Sudah 5 hari sejak kedatangan Elon Musk, CEO SpaceX ke Indonesia, tepatnya di Denpasar, Bali untuk meresmikan Starlink pada Minggu, (19/5/2024). Peresmiannya di gelar di salah satu Puskemas yang ada di Bali yang dihadiri Elon Musk sendiri dan oleh Menteri Koordinator Bidang Kemaritiman dan Investasi (Marves), Luhut Binsar Pandjaitan, demikian seperti yang dikutip dari Kompasiana.com.
Peresmian layanan Starlink tersebut menjadi penegasan dimulainya layanan internet berbasis satelit orbit rendah. Maksudnya sistem satelit menggunakan sinyal radio melalui ruang hampa. Starlink sebetulnya sudah resmi beroperasi di tanah air sejak April 2024 kemarin, namun belum diresmikan secara skala nasional.

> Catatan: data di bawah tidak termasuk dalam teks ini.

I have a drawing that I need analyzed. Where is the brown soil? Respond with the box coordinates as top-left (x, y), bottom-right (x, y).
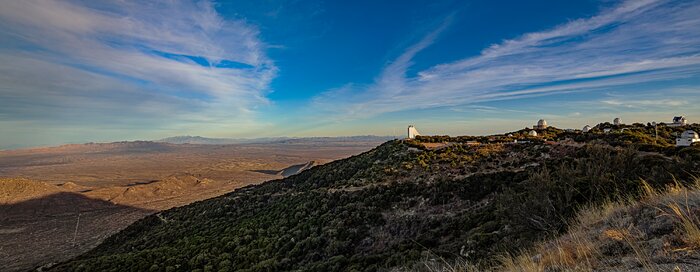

Adakah Kemungkinan Terjadi Eksploitasi Kedaulatan Digital?
Indonesia perlu mengantisipasi dan belajar dari pengalaman negara-negara yang terkena kedaulatan siber yang berkaitan dengan keamanan dalam negeri. Sudah ada contoh di berbagai negara, seperti negara Botswana, Republik Demokratik Kongo, Â Kamerun, Zimbabwe dan Afrika Selatan.
Konsep kedaulatan digital RI tentang pertahanan dan keamanan negara, kedaulatan negara, warga negara, badan hukum Indonesia, kepentingan ekonomi nasional, perlindungan data strategis serta harkat dan martabat bangsa sudah tertuang di UU No. 19 Tahun 2016 (UU ITE), PP No. 71 Tahun 2019 tentang Penyelenggaraan Sistem dan Transaksi Elektronik (PP 71/2019), dan Undang-Undang No. 27 Tahun 2022 tentang Pelindungan Data Pribadi (UU PDP).
Mengutip dari SHNet, eksploitasi (sosial di ruang) digital adalah penggunaan teknologi untuk memanfaatkan orang lain untuk tujuan pribadi. Hal ini melibatkan penggunaan informasi pribadi untuk mengambil keuntungan atau membuat orang lain merasa terancam.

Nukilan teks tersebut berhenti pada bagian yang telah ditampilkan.